Заперт с ворами и убийцами, с самыми последними преступниками. – Боже правый! – если бы это знали его близкие в Голштинии! И вот уже второй из друзей довел его до такого положения, – Томас Шварц, блудный сын, негодяй. Кроммер застонал. Что станется теперь с его сыном в этом чужом, городе? И ему представились самые яркия картины горя и беспомощности.
– Кажись, «Новый» – то воет, – снова сказал один голос.
– Может быть, у него тоска по родине, по каким-нибудь египетским горшкам из-под щей.
И со всех сторон раздался громкий хохот.
– Парень смотрит совсем дураком, – вскричал кто-то. – Такая добродетельная фигура…. что твой филистер, который, припрятав оброчные квитанции, обедает по воскресеньям в приюте для бедных.

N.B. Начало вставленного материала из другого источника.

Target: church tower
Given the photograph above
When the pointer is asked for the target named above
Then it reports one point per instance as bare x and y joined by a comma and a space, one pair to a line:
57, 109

– Горбатый писарь! – вскричал кто-то, – не умеешь-ли ты ломать язык на немецком разговоре? Кажется, я как-то слышал.
– Конечно. Только даром не стану.
Это было сказано на родном языке Кроммера, и он насторожился, как боевой конь при трубном звуке.
– О, – промолвил он, – немец!
– Немец-то я не немец, а говорить по-твоему умею. Каков ты, собственно говоря, из себя приятель? Покажись-ка.
И горбун потащил немца к окну, куда столпились и все остальные. Мало-помалу глаза Кроммера привыкли к темноте, и он мог отчетливо различать фигуры, а у некоторых даже черты лица. Писарь имел бледное, безбородое лицо с хитрым выражением и маленькими лукавыми глазками; он постоянно держал руки в карманах и перебирал там какие-то невидимые предметы.